Suppose you are running the test with a significance level of 0.05. If we saw a $p$ value of less than 0.025 we could then assume there is sufficient evidence to reject the null hypothesis.
from scipy.stats import ttest_ind, Normal
group1 = Normal(mu=5, sigma=1).sample(10)
group2 = Normal(mu=10, sigma=2).sample(15)
# Welch's t-test (equal_var=False)
t_stat, p_value = ttest_ind(group1, group2, equal_var=False)
print(f"t-statistic: {t_stat:.3f}, p-value: {p_value:.3f}")
References
- Wikipedia Contributors (2019). Welch’s t-test. [online] Wikipedia.
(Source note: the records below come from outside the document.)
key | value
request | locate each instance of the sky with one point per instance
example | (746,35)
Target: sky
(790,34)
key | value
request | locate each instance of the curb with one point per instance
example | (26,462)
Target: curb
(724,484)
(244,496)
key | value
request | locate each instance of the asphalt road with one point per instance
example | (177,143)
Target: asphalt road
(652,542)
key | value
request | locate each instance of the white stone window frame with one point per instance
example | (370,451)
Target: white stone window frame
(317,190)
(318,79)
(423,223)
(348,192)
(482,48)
Available at: https://en.wikipedia.org/wiki/Welch%27s_t-test.
Appendix
Sample Variance Proof
The goal of this proof is to get $\mathbb{E}[s^2] = \sigma^2$.
Using the identity:
$$\sum_{i=1}^n (X_i - \bar{X})^2 = \sum_{i=1}^n (X_i - \mu)^2 - n(\bar{X} - \mu)^2$$Where $\mu$ is the true mean of the distribution for $X$.
Taking the expectation of $s^2$ gives:
$$\mathbb{E}[s^2] = \frac{1}{n - 1} \mathbb{E}\left[\sum_{i=1}^n (X_i - \mu)^2 - n(\bar{X} - \mu)^2\right]$$Using the linearity of expectation, we get:
$$\mathbb{E}[S^2] = \frac{1}{n - 1} \left[ \sum_{i=1}^n \mathbb{E}[(X_i - \mu)^2] - n \mathbb{E}[(\bar{X} - \mu)^2] \right]$$Since
$$ \begin{align*}\mathbb{E}[(X_i - \mu)^2] &= \sigma^2 \ \mathbb{E}[(\bar{X} - \mu)^2] &= \text{Var}[\bar{X}] = \frac{\sigma^2}{n} \end{align*}
$$
Substituting these into the formula above gives:
$$\mathbb{E}[s^2] = \frac{1}{n - 1} \left[n \sigma^2 - n \cdot \frac{\sigma^2}{n} \right] = \frac{1}{n - 1} \left(n \sigma^2 - \sigma^2 \right) = \frac{(n - 1)\sigma^2}{n - 1} = \sigma^2$$Hence $s^2$ is an unbiased estimate of the true underlying variance $\sigma^2$.